That's bad news, since choline is an essential nutrient. While your body is capable of producing tiny amounts of the stuff, you need to get the majority of your choline through food. Thing is, most of us have no idea what it is—or why it matters. Only 10% of health professionals (including registered dieticians) recommend choline to their patients, according to one Nutrition Reviews analysis. Which could have something to do with the fact that the majority of us don't get enough of the stuff.
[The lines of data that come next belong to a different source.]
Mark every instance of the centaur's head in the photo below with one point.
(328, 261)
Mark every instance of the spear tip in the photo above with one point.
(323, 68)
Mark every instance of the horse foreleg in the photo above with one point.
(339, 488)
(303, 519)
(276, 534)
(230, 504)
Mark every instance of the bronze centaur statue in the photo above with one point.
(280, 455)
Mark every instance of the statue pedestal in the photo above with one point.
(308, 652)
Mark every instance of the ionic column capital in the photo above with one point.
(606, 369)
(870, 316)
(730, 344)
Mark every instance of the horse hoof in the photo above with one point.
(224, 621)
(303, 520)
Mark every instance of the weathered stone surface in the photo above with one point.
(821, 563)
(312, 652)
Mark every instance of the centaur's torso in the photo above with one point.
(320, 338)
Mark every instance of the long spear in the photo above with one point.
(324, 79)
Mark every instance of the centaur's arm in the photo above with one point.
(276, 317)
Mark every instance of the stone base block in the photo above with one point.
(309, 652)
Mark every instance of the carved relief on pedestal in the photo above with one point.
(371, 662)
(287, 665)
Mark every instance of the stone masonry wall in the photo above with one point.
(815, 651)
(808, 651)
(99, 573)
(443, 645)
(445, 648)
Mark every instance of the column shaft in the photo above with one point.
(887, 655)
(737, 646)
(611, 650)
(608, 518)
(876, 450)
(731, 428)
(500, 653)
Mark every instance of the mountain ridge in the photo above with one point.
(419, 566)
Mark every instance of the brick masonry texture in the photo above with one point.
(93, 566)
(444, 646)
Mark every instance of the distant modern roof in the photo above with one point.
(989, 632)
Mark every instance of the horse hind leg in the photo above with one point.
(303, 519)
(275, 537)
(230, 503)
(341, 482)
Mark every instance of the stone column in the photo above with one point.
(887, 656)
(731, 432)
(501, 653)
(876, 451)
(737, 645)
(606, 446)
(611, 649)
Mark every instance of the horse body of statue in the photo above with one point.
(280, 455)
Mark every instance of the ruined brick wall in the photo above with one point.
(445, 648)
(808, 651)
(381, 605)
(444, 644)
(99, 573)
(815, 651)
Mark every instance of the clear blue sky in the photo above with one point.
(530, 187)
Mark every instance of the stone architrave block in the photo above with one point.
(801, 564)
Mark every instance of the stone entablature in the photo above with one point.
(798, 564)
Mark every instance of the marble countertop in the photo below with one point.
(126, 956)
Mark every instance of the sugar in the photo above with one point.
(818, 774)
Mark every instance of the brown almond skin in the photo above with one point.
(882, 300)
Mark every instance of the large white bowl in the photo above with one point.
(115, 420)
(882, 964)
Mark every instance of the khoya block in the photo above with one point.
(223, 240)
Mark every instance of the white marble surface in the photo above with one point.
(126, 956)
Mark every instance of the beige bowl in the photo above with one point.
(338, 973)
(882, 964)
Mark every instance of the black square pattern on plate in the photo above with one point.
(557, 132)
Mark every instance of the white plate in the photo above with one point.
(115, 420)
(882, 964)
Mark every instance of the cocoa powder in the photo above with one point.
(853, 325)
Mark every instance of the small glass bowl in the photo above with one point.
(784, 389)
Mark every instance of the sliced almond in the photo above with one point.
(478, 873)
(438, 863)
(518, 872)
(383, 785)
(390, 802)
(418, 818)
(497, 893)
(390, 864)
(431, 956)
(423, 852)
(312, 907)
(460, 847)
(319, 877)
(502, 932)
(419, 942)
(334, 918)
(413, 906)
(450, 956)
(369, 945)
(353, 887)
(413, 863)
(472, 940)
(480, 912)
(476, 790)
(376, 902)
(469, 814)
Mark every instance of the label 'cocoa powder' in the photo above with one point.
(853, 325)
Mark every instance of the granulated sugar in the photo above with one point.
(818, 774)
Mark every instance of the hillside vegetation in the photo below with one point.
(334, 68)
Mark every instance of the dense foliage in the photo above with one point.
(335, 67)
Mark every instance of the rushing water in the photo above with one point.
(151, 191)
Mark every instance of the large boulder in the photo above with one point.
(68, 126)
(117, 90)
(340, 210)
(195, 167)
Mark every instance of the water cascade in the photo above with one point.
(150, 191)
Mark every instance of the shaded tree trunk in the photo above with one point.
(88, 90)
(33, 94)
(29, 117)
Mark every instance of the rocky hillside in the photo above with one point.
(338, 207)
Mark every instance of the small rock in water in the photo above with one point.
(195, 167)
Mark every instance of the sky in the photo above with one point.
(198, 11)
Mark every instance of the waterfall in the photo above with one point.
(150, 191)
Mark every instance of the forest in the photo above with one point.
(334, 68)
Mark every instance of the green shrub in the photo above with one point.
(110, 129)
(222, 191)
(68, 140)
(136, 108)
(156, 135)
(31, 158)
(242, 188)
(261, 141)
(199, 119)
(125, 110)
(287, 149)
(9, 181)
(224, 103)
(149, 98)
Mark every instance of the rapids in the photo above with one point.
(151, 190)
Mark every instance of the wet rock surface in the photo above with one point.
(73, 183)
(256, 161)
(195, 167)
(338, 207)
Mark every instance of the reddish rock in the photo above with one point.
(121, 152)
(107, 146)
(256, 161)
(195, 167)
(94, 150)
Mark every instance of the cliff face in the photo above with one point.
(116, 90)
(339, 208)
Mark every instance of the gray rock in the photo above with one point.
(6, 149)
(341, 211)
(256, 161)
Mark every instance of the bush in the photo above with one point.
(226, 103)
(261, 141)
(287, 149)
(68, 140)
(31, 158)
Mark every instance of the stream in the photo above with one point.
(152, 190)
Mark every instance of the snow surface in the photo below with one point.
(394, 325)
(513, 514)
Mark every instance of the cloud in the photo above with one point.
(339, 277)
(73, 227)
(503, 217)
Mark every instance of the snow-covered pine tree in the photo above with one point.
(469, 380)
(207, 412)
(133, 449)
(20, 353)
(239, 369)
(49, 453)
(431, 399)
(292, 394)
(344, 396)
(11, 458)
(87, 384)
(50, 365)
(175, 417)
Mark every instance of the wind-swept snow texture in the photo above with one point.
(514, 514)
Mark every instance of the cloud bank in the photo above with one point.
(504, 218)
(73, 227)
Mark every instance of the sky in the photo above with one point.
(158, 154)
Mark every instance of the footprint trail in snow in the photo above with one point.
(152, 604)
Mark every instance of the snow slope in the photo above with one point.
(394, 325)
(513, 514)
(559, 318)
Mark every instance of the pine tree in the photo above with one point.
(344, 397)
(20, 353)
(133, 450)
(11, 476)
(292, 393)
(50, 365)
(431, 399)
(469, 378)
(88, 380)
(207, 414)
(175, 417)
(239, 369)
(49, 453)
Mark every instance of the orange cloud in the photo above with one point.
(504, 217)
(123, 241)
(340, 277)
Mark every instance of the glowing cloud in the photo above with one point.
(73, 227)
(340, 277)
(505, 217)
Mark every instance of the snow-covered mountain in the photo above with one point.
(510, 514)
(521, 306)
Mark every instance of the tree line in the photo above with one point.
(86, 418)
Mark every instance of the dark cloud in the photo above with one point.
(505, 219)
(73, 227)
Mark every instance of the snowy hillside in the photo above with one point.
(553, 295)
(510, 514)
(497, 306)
What exactly does choline do? For starters, it plays an important role in fat metabolism. "Without choline and the reactions it contributes to in the body, fat and cholesterol build up and accumulate in the liver, instead of being transported to the bloodstream," says registered dietician Sarah Pflugradt. That's really important, because as fat and cholesterol build up in the liver, you're at higher risk for developing nonalcoholic fatty liver disease—a condition that's closely linked to metabolic syndrome.
There's more. "Choline's role is wide-reaching," says Pflugradt. The nutrient appears to play a role in fighting levels of inflammatory markers that are linked to heart diseases, studies show. It also appears to play a role in brain health, boosting cognitive functions like verbal and visual memory and motor speed in older adults. Emerging research even suggests that adequate choline intake could reduce the risk of breast cancer.
And unlike some other Very Important Nutrients (we're looking at you, vitamin D), choline is fairly easy to find—as long as you know where to look. Egg yolks are choline powerhouses, delivering around 35% of the choline you need in a day. (Women should aim for 425 mg choline per day, while men need 550 mg, says the Institute of Medicine.) Other good sources include beef, scallops, salmon, and chicken, along with broccoli, brussels sprouts, and peanut butter.